Search code examples
apache-flinkflink-streaming

How to join two streaming Flink tables and preserve timestamp information


I have two (streaming) Tables, one with an event time column and one without. I would like to join these using Table API but haven't figured out a way to do this that also preserves the timestamp information.

Consider the following MWE that can be executed in the Scala REPL:

import org.apache.flink.streaming.api.TimeCharacteristic
import org.apache.flink.streaming.api.functions.ProcessFunction
import org.apache.flink.streaming.api.functions.source.SourceFunction
import org.apache.flink.streaming.api.scala._
import org.apache.flink.table.api.{Table, TableEnvironment}
import org.apache.flink.table.api.scala._
import org.apache.flink.types.Row
import org.apache.flink.util.Collector

val streamEnv: StreamExecutionEnvironment = senv
streamEnv.setStreamTimeCharacteristic(TimeCharacteristic.EventTime)
val tableEnv = TableEnvironment.getTableEnvironment(streamEnv)

val table1 = streamEnv.addSource(new SourceFunction[(Long, String)] {
  override def run(ctx: SourceFunction.SourceContext[(Long, String)]): Unit = {
    ctx.collectWithTimestamp((1L, "hello"), 1L)
  }
  override def cancel(): Unit = ???
}).toTable(tableEnv, 'ts.rowtime, 'column1)

val table2 = streamEnv.addSource(new SourceFunction[(String, String)] {
  override def run(ctx: SourceFunction.SourceContext[(String, String)]): Unit = {
    ctx.collect(("hello", "world"))
  }
  override def cancel(): Unit = ???
}).toTable(tableEnv, 'column2, 'column3)

def checkTable(table: Table): Unit = {
  table
    .toAppendStream[Row]
    .process(new ProcessFunction[Row, Int] {
      override def processElement(value: Row, ctx: ProcessFunction[Row, Int]#Context, out: Collector[Int]): Unit = {
        out.collect((ctx.timestamp() / 1000).toInt)
      }
    })
  streamEnv.execute()
}

checkTable(table1)

checkTable(table1.join(table2, 'column1 === 'column2).select('column1, 'column2, 'column3))

The first table clearly has event time assigned and hence the first call to checkTable succeeds. (Although it is strange that this only works when explicitly supplying the .rowtime tag when creating the table from the datastream).

Calling checkTable on the join of the first and the second table results in

    Caused by: java.lang.NullPointerException
      at scala.Predef$.Long2long(Predef.scala:363)
      at $anon$1.processElement(<console>:81)
      at $anon$1.processElement(<console>:79)
      at org.apache.flink.streaming.api.operators.ProcessOperator.processElement(ProcessOperator.java:66)

ie ctx.timestamp() is null in the ProcessFunction.processElement.

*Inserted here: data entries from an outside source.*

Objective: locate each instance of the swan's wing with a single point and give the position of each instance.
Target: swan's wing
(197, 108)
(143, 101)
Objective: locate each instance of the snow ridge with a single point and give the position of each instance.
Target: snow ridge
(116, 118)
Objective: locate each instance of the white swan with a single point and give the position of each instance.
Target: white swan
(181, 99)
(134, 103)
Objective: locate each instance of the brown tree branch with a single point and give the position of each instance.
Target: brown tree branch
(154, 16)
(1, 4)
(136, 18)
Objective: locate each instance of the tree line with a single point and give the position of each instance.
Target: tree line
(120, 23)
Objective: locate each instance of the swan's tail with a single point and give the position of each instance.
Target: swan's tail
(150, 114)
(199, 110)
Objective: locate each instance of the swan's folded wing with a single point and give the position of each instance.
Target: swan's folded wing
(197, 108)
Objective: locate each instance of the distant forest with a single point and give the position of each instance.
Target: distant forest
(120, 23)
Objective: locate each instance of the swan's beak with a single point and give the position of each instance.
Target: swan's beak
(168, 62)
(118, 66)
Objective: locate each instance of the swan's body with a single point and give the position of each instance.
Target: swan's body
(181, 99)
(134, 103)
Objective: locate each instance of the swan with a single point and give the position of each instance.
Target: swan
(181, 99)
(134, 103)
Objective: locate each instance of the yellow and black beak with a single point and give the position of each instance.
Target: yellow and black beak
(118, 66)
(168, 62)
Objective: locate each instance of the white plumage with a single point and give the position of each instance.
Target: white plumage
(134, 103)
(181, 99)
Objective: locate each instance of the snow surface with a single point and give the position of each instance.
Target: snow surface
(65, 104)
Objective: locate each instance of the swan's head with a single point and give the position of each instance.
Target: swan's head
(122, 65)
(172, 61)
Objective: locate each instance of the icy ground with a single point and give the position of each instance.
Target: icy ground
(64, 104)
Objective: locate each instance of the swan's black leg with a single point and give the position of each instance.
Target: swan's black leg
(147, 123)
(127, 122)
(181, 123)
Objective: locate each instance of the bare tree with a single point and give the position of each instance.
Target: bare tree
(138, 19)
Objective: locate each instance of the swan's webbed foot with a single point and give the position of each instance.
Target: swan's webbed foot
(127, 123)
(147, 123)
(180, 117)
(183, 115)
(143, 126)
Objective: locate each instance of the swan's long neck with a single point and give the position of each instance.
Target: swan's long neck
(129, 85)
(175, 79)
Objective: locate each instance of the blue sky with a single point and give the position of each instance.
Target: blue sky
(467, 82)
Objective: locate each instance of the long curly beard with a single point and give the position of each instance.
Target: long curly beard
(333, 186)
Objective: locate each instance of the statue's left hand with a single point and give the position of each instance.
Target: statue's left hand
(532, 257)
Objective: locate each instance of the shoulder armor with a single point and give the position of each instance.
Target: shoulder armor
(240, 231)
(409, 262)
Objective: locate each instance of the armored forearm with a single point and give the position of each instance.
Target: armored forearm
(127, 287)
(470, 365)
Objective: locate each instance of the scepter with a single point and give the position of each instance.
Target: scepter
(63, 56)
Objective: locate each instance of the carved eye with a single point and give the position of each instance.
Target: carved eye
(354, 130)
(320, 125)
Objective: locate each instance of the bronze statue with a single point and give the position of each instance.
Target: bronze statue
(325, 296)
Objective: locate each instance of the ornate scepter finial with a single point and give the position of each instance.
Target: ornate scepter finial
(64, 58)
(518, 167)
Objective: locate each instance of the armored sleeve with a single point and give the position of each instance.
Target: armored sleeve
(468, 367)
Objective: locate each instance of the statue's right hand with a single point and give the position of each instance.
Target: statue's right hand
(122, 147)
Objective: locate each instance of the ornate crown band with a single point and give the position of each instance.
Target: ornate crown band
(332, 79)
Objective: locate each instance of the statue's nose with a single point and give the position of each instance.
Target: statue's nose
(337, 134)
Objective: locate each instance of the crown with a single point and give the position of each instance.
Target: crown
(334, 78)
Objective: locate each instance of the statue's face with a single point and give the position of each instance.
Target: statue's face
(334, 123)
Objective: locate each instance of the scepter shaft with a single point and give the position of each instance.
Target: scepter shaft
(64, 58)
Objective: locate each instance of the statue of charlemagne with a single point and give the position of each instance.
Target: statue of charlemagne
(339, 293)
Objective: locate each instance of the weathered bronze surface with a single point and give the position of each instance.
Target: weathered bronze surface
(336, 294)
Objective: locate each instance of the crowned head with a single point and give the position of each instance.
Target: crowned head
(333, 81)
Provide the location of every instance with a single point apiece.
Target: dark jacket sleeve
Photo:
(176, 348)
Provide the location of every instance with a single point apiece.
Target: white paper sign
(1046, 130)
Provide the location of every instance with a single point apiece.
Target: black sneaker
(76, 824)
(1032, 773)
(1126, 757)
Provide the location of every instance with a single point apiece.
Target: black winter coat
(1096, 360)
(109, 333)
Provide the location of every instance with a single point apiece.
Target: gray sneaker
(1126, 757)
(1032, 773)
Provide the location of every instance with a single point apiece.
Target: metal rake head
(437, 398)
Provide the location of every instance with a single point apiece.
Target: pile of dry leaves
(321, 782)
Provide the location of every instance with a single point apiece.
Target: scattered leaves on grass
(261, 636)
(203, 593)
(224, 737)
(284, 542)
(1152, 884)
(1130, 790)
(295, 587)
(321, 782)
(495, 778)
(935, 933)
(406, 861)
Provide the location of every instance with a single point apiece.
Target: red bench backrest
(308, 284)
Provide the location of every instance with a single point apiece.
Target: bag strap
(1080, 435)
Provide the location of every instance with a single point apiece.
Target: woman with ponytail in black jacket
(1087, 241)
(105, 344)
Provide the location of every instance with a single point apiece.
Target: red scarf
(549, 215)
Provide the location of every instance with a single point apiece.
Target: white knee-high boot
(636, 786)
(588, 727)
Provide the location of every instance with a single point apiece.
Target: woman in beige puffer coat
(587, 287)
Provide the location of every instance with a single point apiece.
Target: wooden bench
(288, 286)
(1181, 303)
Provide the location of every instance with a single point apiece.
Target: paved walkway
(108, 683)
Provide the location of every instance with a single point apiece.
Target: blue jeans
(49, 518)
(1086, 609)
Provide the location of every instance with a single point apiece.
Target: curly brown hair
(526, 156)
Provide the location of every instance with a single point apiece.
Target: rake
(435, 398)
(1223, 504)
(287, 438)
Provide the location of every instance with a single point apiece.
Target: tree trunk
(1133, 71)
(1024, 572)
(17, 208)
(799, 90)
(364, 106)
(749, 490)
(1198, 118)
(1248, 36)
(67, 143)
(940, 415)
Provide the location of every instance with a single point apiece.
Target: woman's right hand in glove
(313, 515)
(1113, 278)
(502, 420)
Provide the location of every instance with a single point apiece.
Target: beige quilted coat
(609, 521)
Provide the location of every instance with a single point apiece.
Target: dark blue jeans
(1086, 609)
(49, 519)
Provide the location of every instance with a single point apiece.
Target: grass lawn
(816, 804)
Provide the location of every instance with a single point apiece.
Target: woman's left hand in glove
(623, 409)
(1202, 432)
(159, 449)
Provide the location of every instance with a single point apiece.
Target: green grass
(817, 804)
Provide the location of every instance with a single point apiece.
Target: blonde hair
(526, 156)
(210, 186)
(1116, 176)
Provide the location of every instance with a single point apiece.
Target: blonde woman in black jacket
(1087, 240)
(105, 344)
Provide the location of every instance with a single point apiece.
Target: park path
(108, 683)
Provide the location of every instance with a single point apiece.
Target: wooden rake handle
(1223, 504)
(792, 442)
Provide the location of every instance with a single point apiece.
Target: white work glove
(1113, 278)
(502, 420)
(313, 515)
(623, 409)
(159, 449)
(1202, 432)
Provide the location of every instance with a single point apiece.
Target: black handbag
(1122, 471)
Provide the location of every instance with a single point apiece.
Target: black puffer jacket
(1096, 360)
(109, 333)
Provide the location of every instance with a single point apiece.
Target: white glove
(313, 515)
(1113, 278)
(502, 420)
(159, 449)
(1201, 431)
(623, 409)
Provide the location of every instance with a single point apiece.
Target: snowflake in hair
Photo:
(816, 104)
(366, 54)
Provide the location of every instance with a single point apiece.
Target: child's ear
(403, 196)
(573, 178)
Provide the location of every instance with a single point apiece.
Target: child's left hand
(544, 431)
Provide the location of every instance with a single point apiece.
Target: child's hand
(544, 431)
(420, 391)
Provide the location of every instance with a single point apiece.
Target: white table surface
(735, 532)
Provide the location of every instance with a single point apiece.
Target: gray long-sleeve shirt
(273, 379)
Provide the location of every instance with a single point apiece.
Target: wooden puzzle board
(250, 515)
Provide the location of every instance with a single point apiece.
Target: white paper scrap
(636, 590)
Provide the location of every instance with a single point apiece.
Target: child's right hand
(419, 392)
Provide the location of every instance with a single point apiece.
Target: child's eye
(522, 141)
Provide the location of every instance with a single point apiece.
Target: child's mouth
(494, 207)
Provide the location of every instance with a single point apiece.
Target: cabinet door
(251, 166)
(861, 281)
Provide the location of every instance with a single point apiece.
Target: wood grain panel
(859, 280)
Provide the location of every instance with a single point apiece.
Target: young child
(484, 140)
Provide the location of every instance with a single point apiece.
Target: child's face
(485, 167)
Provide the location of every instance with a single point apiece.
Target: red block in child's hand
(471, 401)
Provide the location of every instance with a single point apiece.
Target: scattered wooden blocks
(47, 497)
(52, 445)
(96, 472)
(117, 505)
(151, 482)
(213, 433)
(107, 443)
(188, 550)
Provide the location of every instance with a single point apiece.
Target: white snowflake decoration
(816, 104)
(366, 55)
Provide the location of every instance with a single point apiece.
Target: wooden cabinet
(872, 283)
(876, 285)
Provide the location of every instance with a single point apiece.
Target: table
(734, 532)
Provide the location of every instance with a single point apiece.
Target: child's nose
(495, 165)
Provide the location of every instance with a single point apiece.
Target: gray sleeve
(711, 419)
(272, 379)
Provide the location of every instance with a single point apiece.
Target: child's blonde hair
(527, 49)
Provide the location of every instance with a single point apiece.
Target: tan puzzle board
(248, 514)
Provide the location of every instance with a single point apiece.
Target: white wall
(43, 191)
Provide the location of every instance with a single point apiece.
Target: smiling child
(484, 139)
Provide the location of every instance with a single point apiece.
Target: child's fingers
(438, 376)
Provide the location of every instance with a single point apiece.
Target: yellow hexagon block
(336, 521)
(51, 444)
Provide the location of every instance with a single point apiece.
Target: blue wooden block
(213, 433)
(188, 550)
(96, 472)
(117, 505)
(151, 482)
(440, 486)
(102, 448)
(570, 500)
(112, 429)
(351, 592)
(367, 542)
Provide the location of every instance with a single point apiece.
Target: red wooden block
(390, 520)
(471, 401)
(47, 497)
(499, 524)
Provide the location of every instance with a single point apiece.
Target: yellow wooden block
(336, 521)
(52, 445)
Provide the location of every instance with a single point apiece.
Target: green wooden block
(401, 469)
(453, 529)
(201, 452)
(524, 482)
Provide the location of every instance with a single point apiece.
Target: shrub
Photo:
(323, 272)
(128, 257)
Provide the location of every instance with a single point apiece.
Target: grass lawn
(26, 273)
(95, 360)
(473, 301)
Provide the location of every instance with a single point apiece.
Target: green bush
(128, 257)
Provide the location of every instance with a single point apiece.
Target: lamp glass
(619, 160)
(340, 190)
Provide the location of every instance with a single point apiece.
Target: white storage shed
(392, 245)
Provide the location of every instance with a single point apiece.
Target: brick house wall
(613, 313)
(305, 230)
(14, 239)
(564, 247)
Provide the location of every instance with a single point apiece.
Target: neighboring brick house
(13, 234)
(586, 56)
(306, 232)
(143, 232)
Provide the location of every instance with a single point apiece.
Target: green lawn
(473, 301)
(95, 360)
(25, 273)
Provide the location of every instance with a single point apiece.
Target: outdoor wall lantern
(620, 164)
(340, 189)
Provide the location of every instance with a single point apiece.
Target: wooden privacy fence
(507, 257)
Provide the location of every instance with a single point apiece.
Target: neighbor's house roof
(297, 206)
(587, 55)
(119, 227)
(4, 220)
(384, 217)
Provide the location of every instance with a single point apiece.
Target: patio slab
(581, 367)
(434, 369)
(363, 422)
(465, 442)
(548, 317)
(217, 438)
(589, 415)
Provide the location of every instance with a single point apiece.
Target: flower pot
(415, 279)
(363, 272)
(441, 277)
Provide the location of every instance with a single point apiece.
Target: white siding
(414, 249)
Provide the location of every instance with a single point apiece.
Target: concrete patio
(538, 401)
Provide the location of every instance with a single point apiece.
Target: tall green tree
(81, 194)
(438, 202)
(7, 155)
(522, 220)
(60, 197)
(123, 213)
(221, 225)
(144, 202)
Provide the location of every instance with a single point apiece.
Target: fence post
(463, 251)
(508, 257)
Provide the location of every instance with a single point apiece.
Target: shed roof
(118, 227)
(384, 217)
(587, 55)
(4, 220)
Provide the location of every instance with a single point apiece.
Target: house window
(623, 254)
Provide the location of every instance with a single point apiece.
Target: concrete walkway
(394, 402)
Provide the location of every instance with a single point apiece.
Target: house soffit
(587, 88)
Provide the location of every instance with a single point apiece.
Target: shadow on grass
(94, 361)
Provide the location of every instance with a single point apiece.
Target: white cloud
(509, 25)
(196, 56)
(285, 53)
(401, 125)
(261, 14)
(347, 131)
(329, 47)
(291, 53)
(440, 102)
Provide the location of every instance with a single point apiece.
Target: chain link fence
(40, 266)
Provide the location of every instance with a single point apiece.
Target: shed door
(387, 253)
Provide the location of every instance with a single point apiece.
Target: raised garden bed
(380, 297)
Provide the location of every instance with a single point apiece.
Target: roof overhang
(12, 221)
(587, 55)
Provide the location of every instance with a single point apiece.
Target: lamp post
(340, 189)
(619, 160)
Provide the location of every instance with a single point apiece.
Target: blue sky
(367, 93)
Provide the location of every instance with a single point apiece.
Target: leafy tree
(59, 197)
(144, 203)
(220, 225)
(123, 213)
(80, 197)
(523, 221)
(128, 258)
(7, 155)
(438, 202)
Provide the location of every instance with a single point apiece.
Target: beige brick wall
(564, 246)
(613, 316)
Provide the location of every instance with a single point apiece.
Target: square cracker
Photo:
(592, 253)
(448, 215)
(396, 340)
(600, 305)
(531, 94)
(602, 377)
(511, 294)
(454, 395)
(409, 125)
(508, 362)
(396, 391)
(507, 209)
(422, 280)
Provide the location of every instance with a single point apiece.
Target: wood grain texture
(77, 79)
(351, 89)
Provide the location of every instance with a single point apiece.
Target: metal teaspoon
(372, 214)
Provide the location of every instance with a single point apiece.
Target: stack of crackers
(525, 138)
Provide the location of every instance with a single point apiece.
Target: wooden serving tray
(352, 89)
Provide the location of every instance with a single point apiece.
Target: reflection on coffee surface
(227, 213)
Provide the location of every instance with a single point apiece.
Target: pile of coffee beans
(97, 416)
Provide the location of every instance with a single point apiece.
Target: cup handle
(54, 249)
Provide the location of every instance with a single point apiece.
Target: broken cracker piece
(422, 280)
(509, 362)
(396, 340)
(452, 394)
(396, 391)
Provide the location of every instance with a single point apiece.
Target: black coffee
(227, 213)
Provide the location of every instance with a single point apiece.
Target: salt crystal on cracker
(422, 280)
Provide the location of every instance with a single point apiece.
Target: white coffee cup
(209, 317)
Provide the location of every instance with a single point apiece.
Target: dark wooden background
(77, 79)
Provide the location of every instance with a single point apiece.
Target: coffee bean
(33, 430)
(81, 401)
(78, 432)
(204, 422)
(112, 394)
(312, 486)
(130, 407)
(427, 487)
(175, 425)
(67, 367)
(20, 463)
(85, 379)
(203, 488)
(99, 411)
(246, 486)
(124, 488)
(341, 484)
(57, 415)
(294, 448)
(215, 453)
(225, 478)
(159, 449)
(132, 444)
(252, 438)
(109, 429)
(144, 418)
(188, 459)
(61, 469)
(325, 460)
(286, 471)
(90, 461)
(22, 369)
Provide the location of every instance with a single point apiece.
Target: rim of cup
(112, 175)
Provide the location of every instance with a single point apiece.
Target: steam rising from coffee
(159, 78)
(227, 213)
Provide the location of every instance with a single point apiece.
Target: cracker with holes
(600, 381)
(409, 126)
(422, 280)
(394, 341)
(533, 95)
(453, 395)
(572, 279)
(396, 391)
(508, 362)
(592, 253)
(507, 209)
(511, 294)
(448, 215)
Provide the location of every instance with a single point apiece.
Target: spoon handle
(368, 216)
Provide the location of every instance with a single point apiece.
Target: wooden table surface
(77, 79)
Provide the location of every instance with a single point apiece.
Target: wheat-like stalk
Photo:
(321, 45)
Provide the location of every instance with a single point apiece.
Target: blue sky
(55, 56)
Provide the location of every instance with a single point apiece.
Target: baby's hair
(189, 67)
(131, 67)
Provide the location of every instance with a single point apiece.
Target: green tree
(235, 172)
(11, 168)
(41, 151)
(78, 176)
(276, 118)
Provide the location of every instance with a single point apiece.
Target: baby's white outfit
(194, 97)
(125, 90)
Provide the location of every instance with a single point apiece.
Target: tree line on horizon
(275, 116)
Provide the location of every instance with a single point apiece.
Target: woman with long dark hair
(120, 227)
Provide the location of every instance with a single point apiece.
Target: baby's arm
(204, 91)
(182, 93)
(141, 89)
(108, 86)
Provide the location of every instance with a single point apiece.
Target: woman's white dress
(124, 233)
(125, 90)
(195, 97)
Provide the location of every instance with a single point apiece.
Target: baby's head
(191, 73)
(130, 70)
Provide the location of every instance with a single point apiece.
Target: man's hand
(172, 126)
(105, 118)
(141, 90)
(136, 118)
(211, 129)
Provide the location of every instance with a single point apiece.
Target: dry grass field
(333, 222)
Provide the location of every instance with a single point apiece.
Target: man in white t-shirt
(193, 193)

I could enforce timestamps by calling eg .assignAscendingTimestamps(...) on the join result, but I don't think this is safe since I don't know how the join affects the ordering. Is it possible to make this join work and preserve timestamps?


Solution

  • A generic join operator is not able to preserve the event timestamp property because records can be joined in any order.

    A record that is entering the a join operator on the left side might join with a record that was ingested from the right side two days ago. The same could happen the other way round, i.e., the record from the left side being waiting for some time before a matching record from the right side arrives. There are no bounds that allow emit meaningful watermarks. Hence, the event time property of all input records is lost and they can only be treated as regular TIMESTAMP attributes.

    However, you can use a windowed join, i.e., basically an additional join condition to bound the delay between records:

    .where("a = d && ltime >= rtime - 5.minutes && ltime < rtime + 10.minutes")
    

    The intervals can be freely chosen. In this case, Flink infers the bounds on the timestamps and watermarks and is able preserve the event time attributes.